How many of us hang out our flags on Dominion Day, and how many of us know the history of Confederation? How many of us spend our vacation and our vacation money in our own country? How many of us thrill as we should to the thought that we are Canadians, and that this country of Canada is our heritage, the greatest, teeming-with-possibilities country to the world?
We are thoroughly British in one thing at least. We are strongly inclined to self-depreciation. We think every other country but our won has things worthy of praise. We women are especially guilty in that respect. We talk of our new frock, shoes, or hat with much more respect if we can say it comes from Paris, London or New York, but if we had it made in Montreal – “oh, it’s just a rag. A little dressmaker here ran it up for me.”
All of our young people have the idea that they must go away to make good. Certain it is that our employers of labor have themselves to blame for that feeling. It is the rare person who has sufficient patriotism to stay in Canada at a low wage when he knows he can sell his talents to a much higher bidder in the States, and when he knows that many Canadian employers will give a higher wage to the employee who has had American training.
It is one of the things that we must get together on. Canada for Canadians should be a watchword for all of us. We should feel that we must devote our talents and our energies to making Canada the most desirable country in the world to ourselves and to the strangers within our gates. We must be sufficiently conceited to know that Canada is the brightest jewel in the Imperial Crown, and that we must never dim its lustre.
When we are away, we should set in that people may feel that Canadians are good people to know and to live with, when we meet people from other countries who are our guests, it is unnecessary to start a controversy to prove that Canada is a great country. We know it is. We know what our men have done in the Great War. We have official records to prove that our men were “there” all the time, all the way. We went over the top all along the line – in men and in money. Our pride in our heroes and their achievements is so great that we should feel noting is too much or us to show them that Canada is their home and that they have come back to a country that loves them and believes in them, and wants to help them in all the problems of the after the war reconstruction.
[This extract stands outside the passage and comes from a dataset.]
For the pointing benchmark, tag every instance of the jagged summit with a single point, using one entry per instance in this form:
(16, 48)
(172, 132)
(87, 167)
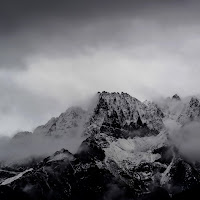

This is perhaps the greatest Dominion Day since Confederation, because it is almost identical with the signing of the peace after the most dreadful war in history, a war in which our men have taken so great and glorious a past. Let us make it the dawn of a brighter era for Canada by our new and deeper patriotism. Let us resolve that Canada’s future shall be a higher and more glowing purpose in every Canadian heart, that we may be worthy of the high place among the nations that our men have won for us.